Der Katholikentag hat beschlossen, Vertreter der Alternative für Deutschland von allen Podien auszuschließen. Jung respektiert den Entschluss, aber: „Im Leipziger Stadtrat sitzen vier Mitglieder der AfD. Meine Erfahrung ist, dass das Menschen sind, mit denen man einen Dialog führen kann.“ Er wisse  auch, dass es innerhalb der AfD extremistische Tendenzen gebe bis hin zu offener Fremdenfeindlichkeit. „Wir müssen aber mit Menschen im Gespräch bleiben, die ihre Ängste und Sorgen loswerden wollen“, so Jung.

Sachsen gilt als „braun“

Sachsen gilt vielen seit Pegida, Legida und Ausschreitungen wie vor dem Freitaler Flüchtlingsheim als Hochburg der Fremdenfeinde. Allein 2015 gab es 477 rassistische und rechtsmotivierte Übergriffe, das sind 86 Prozent mehr als im Vorjahr. 74 Mal wurden Flüchtlingsheime angegriffen, es gab 19 Brandstiftungen und 21 gefährliche Körperverletzungen.

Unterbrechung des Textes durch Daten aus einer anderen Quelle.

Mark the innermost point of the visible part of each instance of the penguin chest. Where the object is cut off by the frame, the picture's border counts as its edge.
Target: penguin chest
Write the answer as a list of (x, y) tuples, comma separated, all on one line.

Sachsens CDU-Ministerpräsident Stanislaw Tillich beklagte, dass Problem der Fremdenfeindlichkeit in seinem Land lange unterschätzt zu haben. „Sachsen hat ein Problem mit Rechtsextremismus und es ist größer, als viele - ich sage ehrlich: auch ich - wahrhaben wollten", sagte er kürzlich im Dresdner Landtag. Bernd Merbitz, Polizeichef von Leipzig, warnte vor einer pogromartigen Stimmung, die sich im Land breit mache.

Noch im Februar hatte ein fremdenfeindlicher Mob im Erzgebirgsdorf Clausnitz brüllend einen Bus mit Flüchtlingen blockiert. In Bautzen bejubelten Anwohner ein brennendes Gebäude, in das Flüchtlinge einziehen sollten, einige behinderten sogar die Löscharbeiten der Feuerwehr.